Face aux réalités, Moscou a donc changé son discours et s’est fixé des objectifs, affichant désormais un agenda de décarbonisation identique à celui de la Chine. « Nous sommes heureux d’entendre les déclarations de Vladimir Poutine sur la neutralité carbone », confie au Monde Vasilï Yablokov de Greenpeace Russie. Mais l’ONG, qui a lancé en vue de la COP 26 une pétition demandant de légaliser la décarbonation d’ici à 2050 (et non 2060), reste prudente face aux positions souvent ambiguës et contradictoires des autorités.

Concession de poids

« Le mois dernier, le ministère du développement économique avait déjà pris position puis… a fait comprendre qu’il n’envisageait pas fondamentalement la neutralité carbone en Russie », rappelle Vasilï Yablokov.

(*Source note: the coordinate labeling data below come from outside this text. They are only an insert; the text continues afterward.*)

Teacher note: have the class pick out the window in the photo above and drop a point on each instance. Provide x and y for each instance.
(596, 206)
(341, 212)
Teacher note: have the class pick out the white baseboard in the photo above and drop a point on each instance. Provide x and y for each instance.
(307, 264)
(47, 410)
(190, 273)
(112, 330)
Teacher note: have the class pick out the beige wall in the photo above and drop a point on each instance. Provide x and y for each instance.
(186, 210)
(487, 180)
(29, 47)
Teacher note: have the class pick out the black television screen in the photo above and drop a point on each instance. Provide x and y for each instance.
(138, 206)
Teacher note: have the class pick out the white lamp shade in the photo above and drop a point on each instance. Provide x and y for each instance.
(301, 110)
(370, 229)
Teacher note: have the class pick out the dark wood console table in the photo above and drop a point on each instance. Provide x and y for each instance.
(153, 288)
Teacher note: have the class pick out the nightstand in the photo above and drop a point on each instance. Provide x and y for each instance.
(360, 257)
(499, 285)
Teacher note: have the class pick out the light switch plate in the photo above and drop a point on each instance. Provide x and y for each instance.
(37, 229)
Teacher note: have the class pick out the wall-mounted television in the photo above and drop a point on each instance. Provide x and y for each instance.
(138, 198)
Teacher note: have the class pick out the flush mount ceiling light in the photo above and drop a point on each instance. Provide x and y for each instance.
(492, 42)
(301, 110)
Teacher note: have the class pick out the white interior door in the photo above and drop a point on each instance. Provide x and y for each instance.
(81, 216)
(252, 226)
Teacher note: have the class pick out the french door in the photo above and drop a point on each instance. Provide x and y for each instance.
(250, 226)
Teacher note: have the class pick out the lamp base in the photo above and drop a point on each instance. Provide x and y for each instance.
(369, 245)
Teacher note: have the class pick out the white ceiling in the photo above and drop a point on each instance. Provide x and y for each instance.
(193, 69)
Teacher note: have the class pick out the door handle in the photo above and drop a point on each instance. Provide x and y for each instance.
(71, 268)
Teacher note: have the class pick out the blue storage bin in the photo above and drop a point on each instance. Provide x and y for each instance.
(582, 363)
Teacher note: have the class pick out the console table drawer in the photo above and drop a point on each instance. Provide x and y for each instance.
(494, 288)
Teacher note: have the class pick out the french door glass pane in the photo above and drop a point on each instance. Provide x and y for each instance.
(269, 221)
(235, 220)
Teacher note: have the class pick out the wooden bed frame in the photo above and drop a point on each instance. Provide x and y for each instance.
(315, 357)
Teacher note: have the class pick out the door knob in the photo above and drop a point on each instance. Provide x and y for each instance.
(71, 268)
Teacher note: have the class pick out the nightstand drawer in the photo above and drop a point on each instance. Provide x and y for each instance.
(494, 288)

Révélée par la presse moscovite, la nouvelle stratégie russe pour la décarbonisation vise la neutralité d’ici à 2060, avec une très forte réduction de 79 % des émissions de gaz à effet de serre d’ici à 2050 par rapport au niveau actuel (et de 89 % par rapport au niveau de 1990) et une baisse des exportations de pétrole et de gaz de 2 % par an en termes réels à partir de 2030. Une concession de poids pour un pays dont l’économie – et le budget de l’Etat – dépendent toujours fortement de l’extraction minière.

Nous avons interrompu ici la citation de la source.